Ces instances permettraient d'offrir à la population québécoise une expérience de démocratie participative et, espérons-le, développer une culture politique antiautoritaire, humaniste et égalitariste.
(Je propose aussi d'inclure la réforme du mode de scrutin pour un système proportionnel. Bien que je sois contre le parlementarisme, il me semble primordial de se débarrasser de l'hégémonie du centre droit au Québec. Nos luttes seront d'autant plus efficaces si nous n'avons pas à nous mesurer à un gouvernement caquiste majoritaire pour les 18 prochaines années.)
Je vous entends déjà dire : « quel fou ! Cela ne fonctionnera jamais ».
Hé bien, je suis entièrement d'accord avec vous.
Mais pensons sur le long terme : je crois que ces revendications sont puissantes, car elles sont stratégiques. Si le gouvernement refuse de mettre sur pieds ces espaces démocratiques, il révèle toute son hypocrisie. La population, verra bien que le l'État ne sert que les intérêts des puissants et que la souveraineté populaire, la démocratie, n'est qu'une illusion.
Je nous imagine, dans la seconde moitié de la décennie s'adresser à nouveau à nos camarades étudiant·e·s en assemblée : « Vous vous souvenez de 2024, comment on s'est fait rire au nez.

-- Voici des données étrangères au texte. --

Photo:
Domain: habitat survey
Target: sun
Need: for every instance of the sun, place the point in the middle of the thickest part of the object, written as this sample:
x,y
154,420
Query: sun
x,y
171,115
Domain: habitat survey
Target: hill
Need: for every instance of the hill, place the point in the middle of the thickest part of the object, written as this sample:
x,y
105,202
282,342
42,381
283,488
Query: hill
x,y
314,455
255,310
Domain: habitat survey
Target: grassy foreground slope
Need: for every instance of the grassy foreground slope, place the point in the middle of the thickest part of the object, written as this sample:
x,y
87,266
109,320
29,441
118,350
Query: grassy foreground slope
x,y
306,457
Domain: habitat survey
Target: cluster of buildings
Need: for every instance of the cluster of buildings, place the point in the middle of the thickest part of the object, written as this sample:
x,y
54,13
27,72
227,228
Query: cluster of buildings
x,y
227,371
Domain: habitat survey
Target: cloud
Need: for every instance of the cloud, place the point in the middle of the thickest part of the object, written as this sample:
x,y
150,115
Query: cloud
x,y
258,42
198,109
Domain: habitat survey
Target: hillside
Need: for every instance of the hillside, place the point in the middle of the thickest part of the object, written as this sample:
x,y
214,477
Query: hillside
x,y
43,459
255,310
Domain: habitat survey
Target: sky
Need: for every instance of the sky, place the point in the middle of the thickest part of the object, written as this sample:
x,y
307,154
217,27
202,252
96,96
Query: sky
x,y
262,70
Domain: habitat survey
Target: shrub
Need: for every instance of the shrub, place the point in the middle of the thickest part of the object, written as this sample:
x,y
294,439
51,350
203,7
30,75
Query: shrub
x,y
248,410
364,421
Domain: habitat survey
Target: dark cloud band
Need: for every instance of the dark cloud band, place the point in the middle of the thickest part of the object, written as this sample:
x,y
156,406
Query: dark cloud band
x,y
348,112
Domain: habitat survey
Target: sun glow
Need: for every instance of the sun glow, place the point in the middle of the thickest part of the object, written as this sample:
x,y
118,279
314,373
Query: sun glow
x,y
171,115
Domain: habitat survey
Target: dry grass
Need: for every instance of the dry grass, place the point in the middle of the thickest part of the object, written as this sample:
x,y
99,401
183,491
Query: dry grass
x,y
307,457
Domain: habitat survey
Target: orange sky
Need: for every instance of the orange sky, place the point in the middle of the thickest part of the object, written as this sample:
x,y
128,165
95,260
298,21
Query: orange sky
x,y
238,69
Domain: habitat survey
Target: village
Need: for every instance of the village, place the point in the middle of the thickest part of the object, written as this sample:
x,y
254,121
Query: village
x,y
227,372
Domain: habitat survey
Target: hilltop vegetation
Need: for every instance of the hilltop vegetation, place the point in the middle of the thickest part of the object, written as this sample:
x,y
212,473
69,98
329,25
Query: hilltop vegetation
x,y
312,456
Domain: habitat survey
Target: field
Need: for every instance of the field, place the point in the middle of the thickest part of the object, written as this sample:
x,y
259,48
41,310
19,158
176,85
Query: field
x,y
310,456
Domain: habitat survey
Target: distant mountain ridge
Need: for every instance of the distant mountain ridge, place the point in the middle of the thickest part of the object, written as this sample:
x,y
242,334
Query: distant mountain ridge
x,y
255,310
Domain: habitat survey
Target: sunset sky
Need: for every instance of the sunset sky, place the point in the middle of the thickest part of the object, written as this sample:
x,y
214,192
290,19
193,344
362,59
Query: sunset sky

Comme la Convention citoyenne pour le climat n'a finalement été qu'une farce (comme en France). Ne pensez-vous pas qu'il est temps de durcir le ton, d'entrer en résistance ? »
Je crois que ces revendications se suffisent à elles-mêmes, elles permettent de résoudre, en partie, la tension entre le local et provincial, entre les générations, les classes sociales.
Toutefois, je crois qu'elles doivent être couplées avec une revendication plus concrète qui mobilisera les personnes moins politisées et qui insufflera une certaine dose de pragmatisme. Je reprends donc intégralement la proposition du MÉPACQ :
« Bannir les énergies fossiles d’ici 2030, autant en termes de production, de transformation, d’exportation que d’importation en s’assurant d’une transition juste et inclusive pour les communautés et les travailleuses et travailleurs ».